Straight track experience to aid Tofane

tofane
Tofane could give trainer Mike Moroney a second Group 1 win this year in the Lightning Stakes.

After saddling Alabama Express to an upset win in the first Group One race of the year, trainer Mike Moroney runs Tofane in the Lightning Stakes.

Three-year-old Alabama Express beat the older horses in last Saturday’s C F Orr Stakes and the lightly raced Tofane takes on some of the country’s best sprinters in the Group One Lightning (1000m).

While Nature Strip appears to have a stranglehold on the race, Moroney is keen to give Tofane further experience of the Flemington straight track before her main target, the Newmarket Handicap.

Moroney had the option to wait a week and start the mare in the Oakleigh Plate (1100m) at Caulfield, two weeks before the Newmarket (1200m).

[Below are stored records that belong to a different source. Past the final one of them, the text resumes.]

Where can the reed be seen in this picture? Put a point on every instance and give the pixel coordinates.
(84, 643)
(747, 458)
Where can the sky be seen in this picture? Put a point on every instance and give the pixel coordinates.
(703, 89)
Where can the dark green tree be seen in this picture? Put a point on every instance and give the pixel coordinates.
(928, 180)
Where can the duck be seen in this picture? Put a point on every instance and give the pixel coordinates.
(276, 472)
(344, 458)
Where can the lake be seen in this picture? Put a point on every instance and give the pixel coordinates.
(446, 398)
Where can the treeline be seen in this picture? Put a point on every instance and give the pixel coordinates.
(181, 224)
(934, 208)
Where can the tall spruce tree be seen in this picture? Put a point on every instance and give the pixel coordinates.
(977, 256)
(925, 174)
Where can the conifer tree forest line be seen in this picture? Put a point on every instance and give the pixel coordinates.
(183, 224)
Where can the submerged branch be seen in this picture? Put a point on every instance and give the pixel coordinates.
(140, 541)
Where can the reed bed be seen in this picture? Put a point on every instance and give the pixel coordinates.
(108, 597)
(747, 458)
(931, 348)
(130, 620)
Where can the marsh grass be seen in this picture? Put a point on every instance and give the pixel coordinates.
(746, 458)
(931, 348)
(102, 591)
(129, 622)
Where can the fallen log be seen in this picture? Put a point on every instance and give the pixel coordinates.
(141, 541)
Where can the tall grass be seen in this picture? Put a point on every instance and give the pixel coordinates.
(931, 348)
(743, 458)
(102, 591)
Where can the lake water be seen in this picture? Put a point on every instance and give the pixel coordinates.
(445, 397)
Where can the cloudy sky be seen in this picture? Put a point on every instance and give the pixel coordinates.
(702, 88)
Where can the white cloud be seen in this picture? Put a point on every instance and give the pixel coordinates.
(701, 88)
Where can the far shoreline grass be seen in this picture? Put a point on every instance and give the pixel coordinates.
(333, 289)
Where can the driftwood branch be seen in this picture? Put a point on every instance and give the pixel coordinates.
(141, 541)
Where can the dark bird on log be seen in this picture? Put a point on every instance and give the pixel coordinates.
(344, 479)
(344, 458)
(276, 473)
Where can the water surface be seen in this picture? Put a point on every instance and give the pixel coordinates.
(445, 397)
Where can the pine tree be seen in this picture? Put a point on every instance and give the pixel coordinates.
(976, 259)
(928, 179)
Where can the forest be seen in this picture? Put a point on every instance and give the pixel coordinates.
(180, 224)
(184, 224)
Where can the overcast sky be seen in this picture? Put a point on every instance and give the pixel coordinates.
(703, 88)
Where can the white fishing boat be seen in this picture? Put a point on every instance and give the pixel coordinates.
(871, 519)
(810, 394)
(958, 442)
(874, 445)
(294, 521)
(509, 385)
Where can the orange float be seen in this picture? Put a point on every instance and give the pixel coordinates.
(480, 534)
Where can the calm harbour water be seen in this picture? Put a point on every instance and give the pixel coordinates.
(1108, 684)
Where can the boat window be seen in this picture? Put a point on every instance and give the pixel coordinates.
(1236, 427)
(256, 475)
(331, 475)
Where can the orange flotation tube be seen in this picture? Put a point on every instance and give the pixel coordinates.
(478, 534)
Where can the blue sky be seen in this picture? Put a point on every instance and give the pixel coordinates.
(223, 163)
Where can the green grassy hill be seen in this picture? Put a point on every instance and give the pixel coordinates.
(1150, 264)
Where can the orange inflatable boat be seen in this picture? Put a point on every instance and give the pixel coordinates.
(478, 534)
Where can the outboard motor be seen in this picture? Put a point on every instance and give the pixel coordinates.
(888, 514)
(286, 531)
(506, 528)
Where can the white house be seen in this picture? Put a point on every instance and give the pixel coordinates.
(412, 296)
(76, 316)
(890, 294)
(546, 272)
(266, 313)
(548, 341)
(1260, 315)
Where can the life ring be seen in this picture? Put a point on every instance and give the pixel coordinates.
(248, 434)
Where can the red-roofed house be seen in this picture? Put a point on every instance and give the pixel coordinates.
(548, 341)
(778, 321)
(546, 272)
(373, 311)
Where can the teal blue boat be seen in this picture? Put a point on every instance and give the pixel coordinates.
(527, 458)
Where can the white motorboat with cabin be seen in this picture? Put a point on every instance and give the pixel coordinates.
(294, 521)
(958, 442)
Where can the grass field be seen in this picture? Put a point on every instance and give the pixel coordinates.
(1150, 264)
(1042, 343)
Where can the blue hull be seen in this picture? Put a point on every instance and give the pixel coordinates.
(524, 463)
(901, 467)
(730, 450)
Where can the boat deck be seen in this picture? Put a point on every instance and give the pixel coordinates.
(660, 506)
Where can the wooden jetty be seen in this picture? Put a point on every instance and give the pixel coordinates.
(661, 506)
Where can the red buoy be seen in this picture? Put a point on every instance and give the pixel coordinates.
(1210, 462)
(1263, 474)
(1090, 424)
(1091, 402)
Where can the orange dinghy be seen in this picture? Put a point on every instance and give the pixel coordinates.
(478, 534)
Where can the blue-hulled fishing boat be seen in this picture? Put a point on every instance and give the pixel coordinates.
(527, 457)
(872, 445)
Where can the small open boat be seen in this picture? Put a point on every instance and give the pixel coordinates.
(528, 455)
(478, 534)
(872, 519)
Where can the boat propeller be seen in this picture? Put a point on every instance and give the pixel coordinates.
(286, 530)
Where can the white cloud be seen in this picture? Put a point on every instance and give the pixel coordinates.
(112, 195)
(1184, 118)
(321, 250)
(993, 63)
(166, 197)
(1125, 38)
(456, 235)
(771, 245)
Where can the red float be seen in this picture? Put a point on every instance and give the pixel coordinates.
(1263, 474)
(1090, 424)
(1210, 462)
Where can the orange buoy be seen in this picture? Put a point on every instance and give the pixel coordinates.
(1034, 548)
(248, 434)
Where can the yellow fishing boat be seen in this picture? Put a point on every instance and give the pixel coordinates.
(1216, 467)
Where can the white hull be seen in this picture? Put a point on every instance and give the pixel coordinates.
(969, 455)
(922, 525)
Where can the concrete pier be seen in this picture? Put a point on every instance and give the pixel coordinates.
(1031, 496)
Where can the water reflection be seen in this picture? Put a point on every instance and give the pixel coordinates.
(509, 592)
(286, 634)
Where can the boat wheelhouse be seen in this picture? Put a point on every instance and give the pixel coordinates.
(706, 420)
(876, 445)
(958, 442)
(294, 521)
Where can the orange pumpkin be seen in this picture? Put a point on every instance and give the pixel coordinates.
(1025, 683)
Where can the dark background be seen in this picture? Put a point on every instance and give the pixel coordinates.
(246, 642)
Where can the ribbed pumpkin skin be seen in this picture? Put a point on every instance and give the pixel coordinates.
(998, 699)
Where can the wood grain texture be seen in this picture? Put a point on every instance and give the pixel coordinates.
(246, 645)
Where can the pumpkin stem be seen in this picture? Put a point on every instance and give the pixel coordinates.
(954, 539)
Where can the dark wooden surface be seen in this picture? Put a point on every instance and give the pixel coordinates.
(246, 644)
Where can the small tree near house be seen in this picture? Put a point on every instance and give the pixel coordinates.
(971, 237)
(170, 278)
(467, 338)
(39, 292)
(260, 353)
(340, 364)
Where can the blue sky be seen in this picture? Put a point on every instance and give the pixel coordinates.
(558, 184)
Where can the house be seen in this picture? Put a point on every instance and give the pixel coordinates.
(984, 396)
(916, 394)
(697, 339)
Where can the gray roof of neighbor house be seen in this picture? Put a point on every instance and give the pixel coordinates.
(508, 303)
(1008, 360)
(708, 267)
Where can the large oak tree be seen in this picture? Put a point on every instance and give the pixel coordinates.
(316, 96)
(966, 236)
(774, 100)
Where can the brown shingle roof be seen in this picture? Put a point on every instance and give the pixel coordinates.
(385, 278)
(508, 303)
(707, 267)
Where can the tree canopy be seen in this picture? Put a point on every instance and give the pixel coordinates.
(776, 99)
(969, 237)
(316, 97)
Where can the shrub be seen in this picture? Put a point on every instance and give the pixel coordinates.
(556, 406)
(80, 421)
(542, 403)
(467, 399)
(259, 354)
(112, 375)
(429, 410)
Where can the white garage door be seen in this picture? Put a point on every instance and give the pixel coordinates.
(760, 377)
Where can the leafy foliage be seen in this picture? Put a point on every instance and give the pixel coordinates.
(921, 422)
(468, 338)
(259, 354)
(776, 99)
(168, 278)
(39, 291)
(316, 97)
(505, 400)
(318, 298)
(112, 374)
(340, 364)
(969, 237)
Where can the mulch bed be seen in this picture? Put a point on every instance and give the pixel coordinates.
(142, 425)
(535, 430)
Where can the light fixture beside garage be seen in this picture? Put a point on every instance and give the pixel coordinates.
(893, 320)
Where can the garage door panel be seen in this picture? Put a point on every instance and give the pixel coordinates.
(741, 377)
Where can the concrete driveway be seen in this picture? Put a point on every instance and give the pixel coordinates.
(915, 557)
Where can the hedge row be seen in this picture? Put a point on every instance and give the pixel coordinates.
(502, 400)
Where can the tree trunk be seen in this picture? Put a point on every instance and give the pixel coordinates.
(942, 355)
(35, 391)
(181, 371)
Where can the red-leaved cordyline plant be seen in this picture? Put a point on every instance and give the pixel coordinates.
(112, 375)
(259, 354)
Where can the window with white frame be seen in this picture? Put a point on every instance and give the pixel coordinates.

At her only start on the straight track, Tofane won the Begonia Belle Stakes (1100m) in November, but this time she faces Group One winners Redzel, Despatch and Loving Gaby as well as Nature Strip.

“We thought this was suitable for two reasons, being three weeks to the Newmarket and a bit more practice down the straight,” Moroney said.

“She’s had a little bit of practice down there having trialled two or three times.

“The small field will no doubt help. She won’t get as far off them, but we’re well aware it is only 1000 metres.

“She will be solid at the finish and is a more mature mare now, but by Ocean Park out of a Galileo mare, you wouldn’t expect her to be a 1000-metre horse.

“I just want to see her working home and giving a good indication of what might come in the Newmarket.”

Moroney said connections would decide after the Newmarket whether to head to Adelaide for Sangster Stakes and The Goodwood in May.

But if Tofane shows the stable she will handle more ground then the Group One mares races in Sydney come into play.

The stable’s only other runner on Saturday is two-year-old, Old Time Rock, in the Talindert Stakes (1100m).

Moroney said Old Time Rock was better than his performance when 10th at Geelong on debut last month indicated.

“It wasn’t one of Michael Dee’s better rides,” Moroney said.

“He began badly and spent the whole race wanting to go back and was four wide, then made a run seven wide on the corner, so he deserved to drop out.

“He trialled well up the straight and he looks to have trained on.”